As part of the club subscription, there were simple but very nice shawl patterns that came along with each batch of yarn. I loved this because not only did I get nice yarn, but I had insta-projects to work on. The pattern that came along with this yarn was Driftwood by Veera Valimaki. The pattern and yarn colorway appealed to me a lot because I feel like I generally lack neutral warm shawl options.
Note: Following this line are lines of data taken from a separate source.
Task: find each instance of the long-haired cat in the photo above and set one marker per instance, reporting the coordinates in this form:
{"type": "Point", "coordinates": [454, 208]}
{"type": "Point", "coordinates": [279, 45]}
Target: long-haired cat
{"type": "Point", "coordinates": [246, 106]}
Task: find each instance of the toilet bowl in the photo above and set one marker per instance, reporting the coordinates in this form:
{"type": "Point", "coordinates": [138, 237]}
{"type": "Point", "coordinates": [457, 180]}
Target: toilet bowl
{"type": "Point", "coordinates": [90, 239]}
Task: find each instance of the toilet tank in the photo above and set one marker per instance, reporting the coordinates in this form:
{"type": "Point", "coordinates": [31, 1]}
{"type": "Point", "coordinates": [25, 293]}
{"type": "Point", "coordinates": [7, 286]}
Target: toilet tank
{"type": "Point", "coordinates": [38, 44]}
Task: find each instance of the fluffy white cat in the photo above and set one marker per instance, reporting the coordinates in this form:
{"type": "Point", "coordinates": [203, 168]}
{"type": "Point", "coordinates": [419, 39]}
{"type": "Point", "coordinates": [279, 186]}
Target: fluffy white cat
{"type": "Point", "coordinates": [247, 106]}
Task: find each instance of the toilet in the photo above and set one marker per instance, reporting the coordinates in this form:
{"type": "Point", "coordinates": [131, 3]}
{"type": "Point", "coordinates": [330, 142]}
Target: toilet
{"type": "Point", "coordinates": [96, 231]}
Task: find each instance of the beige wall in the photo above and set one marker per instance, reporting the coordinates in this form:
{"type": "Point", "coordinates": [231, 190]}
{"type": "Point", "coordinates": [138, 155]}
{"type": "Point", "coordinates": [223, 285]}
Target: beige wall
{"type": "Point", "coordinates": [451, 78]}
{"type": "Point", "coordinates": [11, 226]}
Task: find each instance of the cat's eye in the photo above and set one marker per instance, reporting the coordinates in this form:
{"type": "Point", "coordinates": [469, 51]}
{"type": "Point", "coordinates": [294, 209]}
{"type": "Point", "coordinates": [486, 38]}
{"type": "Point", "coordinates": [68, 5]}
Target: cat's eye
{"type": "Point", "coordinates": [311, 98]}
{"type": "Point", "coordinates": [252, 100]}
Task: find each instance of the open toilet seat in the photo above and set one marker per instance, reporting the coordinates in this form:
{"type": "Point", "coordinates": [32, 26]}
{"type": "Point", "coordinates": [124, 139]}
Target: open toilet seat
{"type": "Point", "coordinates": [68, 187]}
This shawl has been finished and blocked for a month or so now, Perhaps someday there will be pictures with the shawl and me in the same place, but since I haven’t mastered the art of the knitwear selfie the shawl will have to stand on its own. This shawl starts narrow and widens as you work from one end to the other. As advertised, the pattern is easy to memorize and remember and this shawl kept me company on the couch while I watched the 10th replay of Z’s favorite MythBusters episodes.


For me, the finished project was shorter than expected from the pattern (but still plenty long enough!), but that is probably due to my gauge and the fact that I just used the suggested needles without doing a swatch. For some patterns this would be a bad idea, but this one was easy to modify in the event that I started running out of yarn, so I just cast on and kept going.


The pattern is quite lovely up close, and this colorway shows it off well. I think a darker yarn would obscure the detail

I enjoyed knitting this project up a great deal. Pattern was the perfect complement to an absolutely luscious yarn. Pictures can’t possibly capture how touchable this stuff is — next time Sundara puts it back in a yarn club, you can be absolutely sure I will be subscribing!

*I have no real idea whether I have a wool allergy, but whenever I wear wool, it does cause some redness and exacerbate my eczema, so wool has been off the menu lately.